Le 18 août dernier, Ousmane Sonko a repris connaissance après avoir été admis dans un service de réanimation. En fait, cette figure voyante de l’opposition sénégalaise, en grève de la faim, est hospitalisé depuis 6 août. Le mercredi dernier, il avait été admis en réanimation à la suite d’un malaise. Mais les autorités ne se sont exprimées sur l’état de santé du leader du parti Pastef.
« C’est un précédent dangereux que d’aller à des extrêmes qui pourraient coûter la vie à un opposant politique. Son taux de glycémie n’a pu se rectifier jusqu’à sa prise de conscience et cela perdure », a déclaré Me Ciré Ly Clédor.
Écroué fin juillet, l’opposant Ousmane Sonko est inculpé notamment pour « appel à l’insurrection », « association de malfaiteurs en lien avec une entreprise terroriste » et « atteinte à la sûreté de l’Etat ». Il s’est lancé dans un bras de fer avec le pouvoir et la justice depuis sa mise en cause en 2021 dans une affaire de mœurs.
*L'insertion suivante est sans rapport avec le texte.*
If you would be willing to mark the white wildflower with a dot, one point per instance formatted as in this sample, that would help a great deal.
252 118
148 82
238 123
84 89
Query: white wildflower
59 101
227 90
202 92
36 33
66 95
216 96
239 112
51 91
Le rapport de force à donner lieu à plusieurs épisodes de contestation meurtrière. L’opposant a été condamné à six mois de prison avec sursis en mai pour diffamation contre un ministre, et à deux ans de prison ferme en juin pour « corruption de la jeunesse » dans l’affaire de mœurs. Sa candidature à la présidentielle semble à ce stade irréaliste. Mais ses avocats assurent que son éligibilité n’a été touchée.